Adrienne doesn’t need to hoot this time, for the old man is already there, looking exactly like he did all those years ago, a fact that does not surprise her...but his face is kind, a look that does surprise her.

Though she could say a thousand about how it happened and how sorry she was and how she would do anything to get it back, she only says three words; they are the only important ones.

“I broke it.”

And he nods solemnly, responding with two.

“Show me.”

She reaches towards her neck unconsciously until she realizes that it is no longer there, and then jerks her hand back down towards her jacket pocket, fishing out a plastic ziplock with the shattered remains of the pendant inside. Its gears no longer mesh, the second hand is bent, and the hour hand is snapped off halfway; the wood around the outside has warped and the glass seems poised to pop off, ready to shower the bag with wooden shards.

She sets it on the display and he looks at it critically for a moment, and then up at her…and then past her, at Jessie, who has come to stand beside her and hold her hand.
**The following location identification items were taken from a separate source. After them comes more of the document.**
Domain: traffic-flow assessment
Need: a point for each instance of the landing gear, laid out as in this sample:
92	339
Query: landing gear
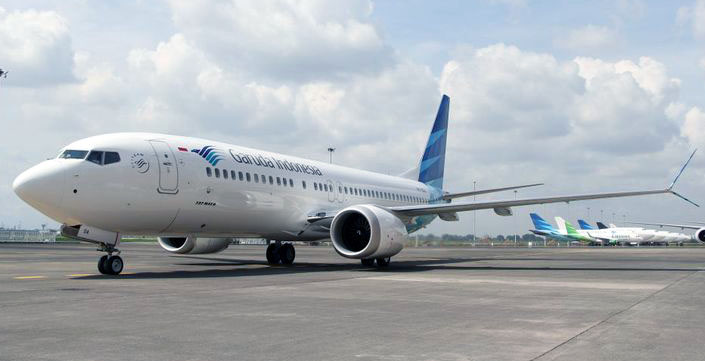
281	253
110	264
383	262
287	253
370	262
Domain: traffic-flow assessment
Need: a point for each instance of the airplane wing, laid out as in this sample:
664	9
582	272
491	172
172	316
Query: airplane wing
681	226
485	191
503	207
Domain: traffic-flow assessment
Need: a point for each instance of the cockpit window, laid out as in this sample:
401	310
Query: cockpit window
95	157
73	154
111	157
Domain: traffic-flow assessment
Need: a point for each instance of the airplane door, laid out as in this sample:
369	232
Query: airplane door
341	196
168	170
331	191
Again, a brief flash of what she now recognizes as a smile, though she does not understand what could possibly be happy at such a time.

He motions for her to open the bag and dump the contents on the display and she does, her hands trembling and recoiling as she touches an edge of the timepiece. He nods, looking over them, and then takes out a small hammer from behind the display.

“Wha—” she almost shrieks, cut off as he brings the hammer down on the pocketwatch. Adrienne hoots reproachfully from her position, but the old man motions everyone to silence, taking what she could swear was a wand and lifting the cord away from the absolutely shattered remains…

And as the cord untangles from the dust and remains, Adrienne gasps, seeing a solid knot of wood at the end of the cord.

“The mahogany timepiece grows with its keeper, reminding you of what is important in your life until it is no longer needed. I don’t need to ask how it broke; you decided that that he should see what it was…and it shattered the moment he touched it. The gift only stays with you as long as you need it; you have learned from it, and it needed to shed all the particular branches and flowers that you had given to it. Now it can grow anew, and help someone else the way it helped you - and you have another tree to lean on, another's branches to be cradled in.”

He does smile now, but it is a smile directed at Jessie, who can't help but smile back. He doesn’t understand all of it, and on some level doesn’t want to – but he understands the compliment he has been paid and his smile is an affirmation of the responsibility he has been given.

“Let it go….”

She nods through her tears, finding the strong pillar of support within her even without the pendant, and turns to the old man. “Thank you,” she says, trying to communicate a thousand different things she is thankful for, but he waves towards the door, never one for too much emotion.

“Live well and remember what it has taught you,” he says, and then grins, and she sees a bit of his spirit underneath the gruff exterior. “Well, off be with you, unless you intend to pay with your confused looks. I don't believe we will ever meet again...but perhaps a child of yours, one day, if he or she is in need.”

And they smile at him and take their leave as the knot slowly unfolds to show a new timepiece, small and yet as strong as its previous owner.